Estas Marias de agora (*)
Mas foi preciso muita mulher sofrer violência doméstica antes; assistir ao arquivamento massivo dos processos (quando o crime era denunciado) ou até mesmo engolir calada, conforme a sensibilidade do delegado que fazia o Boletim de Ocorrência (BO), a insinuação de que ela provocara ao andar com trajes ousados ou rebolar o seu bumbum bem torneado. Até que uma biofarmacêutica brasileira, hoje com 60 anos e três filhas, resolveu dar um basta às freqüentes agressões que seu marido, um nobre professor universitário, lhe aplicava. Em 1983, ele tentou matá-la duas vezes. A mulher não morreu. Ficou paraplégica.

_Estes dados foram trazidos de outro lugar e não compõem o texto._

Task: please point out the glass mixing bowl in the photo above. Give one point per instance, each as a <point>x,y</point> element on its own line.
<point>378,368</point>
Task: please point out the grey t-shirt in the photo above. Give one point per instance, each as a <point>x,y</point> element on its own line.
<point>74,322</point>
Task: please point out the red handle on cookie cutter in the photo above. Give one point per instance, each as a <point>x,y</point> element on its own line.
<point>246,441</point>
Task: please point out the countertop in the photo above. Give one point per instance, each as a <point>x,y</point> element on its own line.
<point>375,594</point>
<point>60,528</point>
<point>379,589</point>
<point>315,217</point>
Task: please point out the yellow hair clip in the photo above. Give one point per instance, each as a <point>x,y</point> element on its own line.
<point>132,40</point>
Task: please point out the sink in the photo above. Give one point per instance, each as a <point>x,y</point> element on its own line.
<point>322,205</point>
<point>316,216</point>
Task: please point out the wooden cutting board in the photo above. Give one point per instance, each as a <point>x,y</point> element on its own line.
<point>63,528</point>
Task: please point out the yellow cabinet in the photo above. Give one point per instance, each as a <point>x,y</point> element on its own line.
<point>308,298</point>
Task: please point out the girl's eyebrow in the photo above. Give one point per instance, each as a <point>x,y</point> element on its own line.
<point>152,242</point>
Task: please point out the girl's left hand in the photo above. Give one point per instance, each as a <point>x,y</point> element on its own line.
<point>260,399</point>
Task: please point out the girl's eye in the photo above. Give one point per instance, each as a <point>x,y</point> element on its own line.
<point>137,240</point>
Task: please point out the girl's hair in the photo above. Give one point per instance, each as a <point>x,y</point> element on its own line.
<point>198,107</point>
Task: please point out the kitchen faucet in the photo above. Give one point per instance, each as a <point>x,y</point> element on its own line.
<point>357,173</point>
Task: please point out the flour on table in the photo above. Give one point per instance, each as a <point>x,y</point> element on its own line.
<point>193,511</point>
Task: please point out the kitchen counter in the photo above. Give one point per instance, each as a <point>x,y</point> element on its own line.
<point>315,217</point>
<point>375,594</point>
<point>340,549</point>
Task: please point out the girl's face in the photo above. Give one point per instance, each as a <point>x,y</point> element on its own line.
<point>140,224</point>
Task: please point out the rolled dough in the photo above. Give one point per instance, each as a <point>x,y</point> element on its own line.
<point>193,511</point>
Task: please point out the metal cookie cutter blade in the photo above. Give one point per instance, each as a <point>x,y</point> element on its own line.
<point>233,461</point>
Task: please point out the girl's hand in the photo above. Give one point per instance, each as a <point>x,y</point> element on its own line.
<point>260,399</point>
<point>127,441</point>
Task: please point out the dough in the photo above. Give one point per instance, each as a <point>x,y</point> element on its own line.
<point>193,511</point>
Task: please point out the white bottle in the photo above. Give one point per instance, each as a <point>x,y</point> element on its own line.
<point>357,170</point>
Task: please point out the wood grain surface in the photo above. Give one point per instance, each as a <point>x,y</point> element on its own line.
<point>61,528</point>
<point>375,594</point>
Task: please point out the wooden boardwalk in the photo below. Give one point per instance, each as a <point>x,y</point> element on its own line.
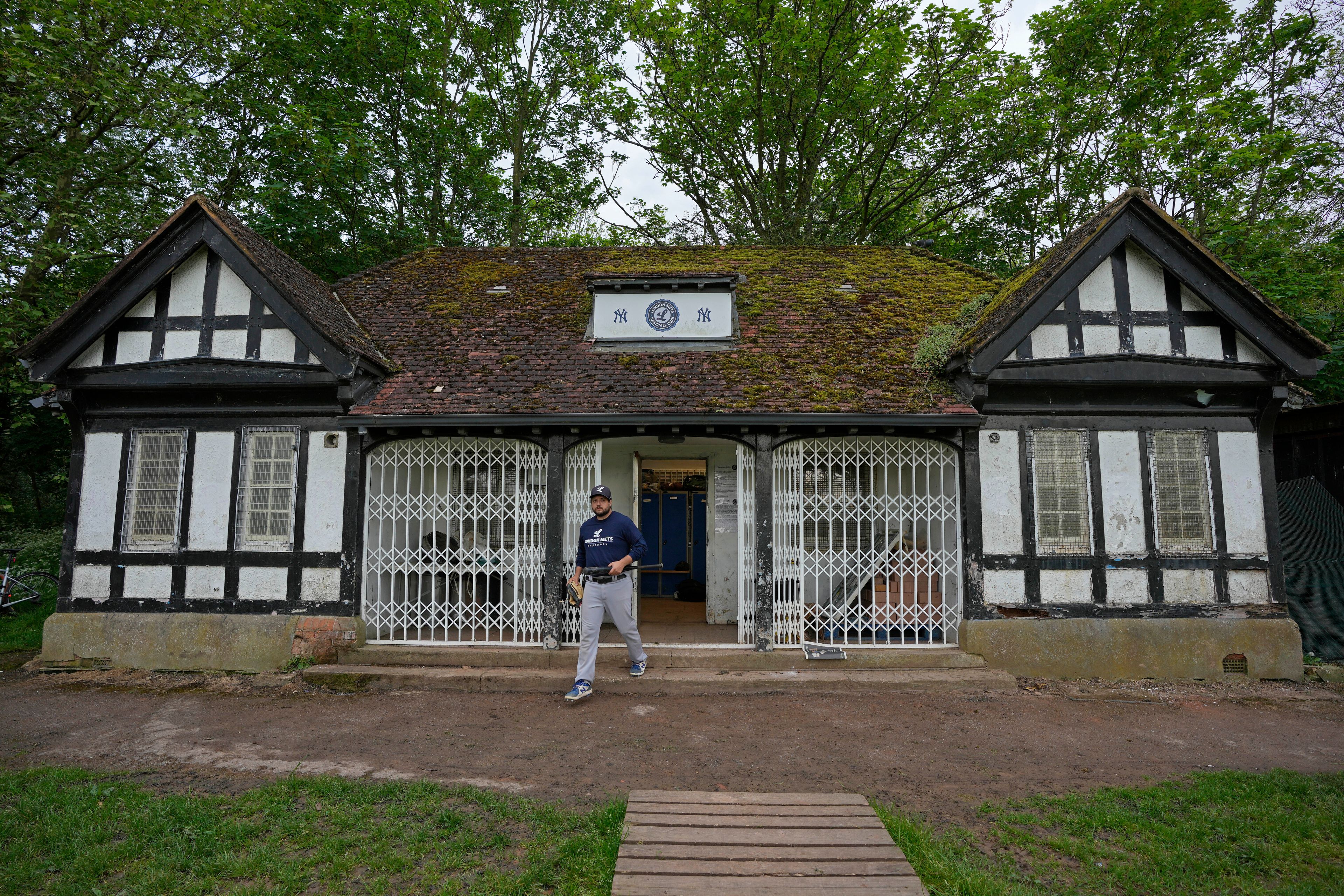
<point>704,844</point>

Maria da Penha Maia acordou para a vida e lutou para que seu agressor fosse condenado, no episódio conhecido, pela primeira vez na história, como um crime de violência doméstica. Sua história gerou a Lei Maria da Penha, que reconhece a gravidade dos casos de violência doméstica, e tira dos juizados especiais criminais, destinados ao julgamento de crimes de menor potencial ofensivo, a competência para julgá-los. Implantada há dois anos, a lei despertou um Brasil mais vigilante e menos tolerante com a violência contra as mulheres. E permitiu que as mulheres, graças aos mecanismos de apoio criados, denunciassem. Sem medo da cara torta e brava do agressor.
Uma pesquisa realizada pela Themis (Assessoria Jurídica e Estudos de Gênero), entre os dias 17 e 21 de julho, com 2002 entrevistados em 142 municípios brasileiros, mostra que a Lei Maria da Penha tem 83% de aprovação da sociedade. Os dados do trabalho, em conjunto com o Ibope, e com o apoio da Secretaria Especial de Políticas para as Mulheres, surpreendem ao constatar que a maioria da população brasileira (68%) conhece a lei, sancionada no dia 7 de agosto de 2006; 33% acreditam que a lei pune a violência doméstica; 21% pensam que ela pode evitar ou diminuir a violência contra a mulher e 13% entendem que a lei tem ajudado a resolver o problema.
Há muitos itens significativos no levantamento, facilmente acessado na página da Themis (www.themis.org.br), mas o importante é alertar às mulheres de que não precisam aceitar violência física, psicológica, moral, sexual, patrimonial ou de cárcere privado (as principais relatadas no primeiro semestre através do telefone 180, serviço da Secretaria Especial de Políticas para as Mulheres que funciona 24 horas, todos os dias da semana, inclusive finais de semana e feriados). Que ser mulher é uma honra; que não se leva desaforo para a casa; que não se deve deitar com o agressor; que ser feminina não significa burrice e conformismo; e feminista é bem mais do que queimar sutiã em praça pública.
Todas nós, mulheres, temos um dom, uma certa magia. Temos o som, a cor, o suor, uma dose mais forte e lenta do instante em que devemos sorrir. Mas, assim como a Maria da Penha, merecemos viver e amar neste planeta, sem o perigo de rótulos porque provocamos, insinuamos, rebolamos, mexemos os quadris. A todas que passaram a viver, em vez de agüentar, que tiveram raça, gana e graça para manter seus sonhos, meu muito obrigado. E aos homens que ainda fazem da força seu mais forte refrão, muito cuidado. Não existe só uma Maria da Penha neste País.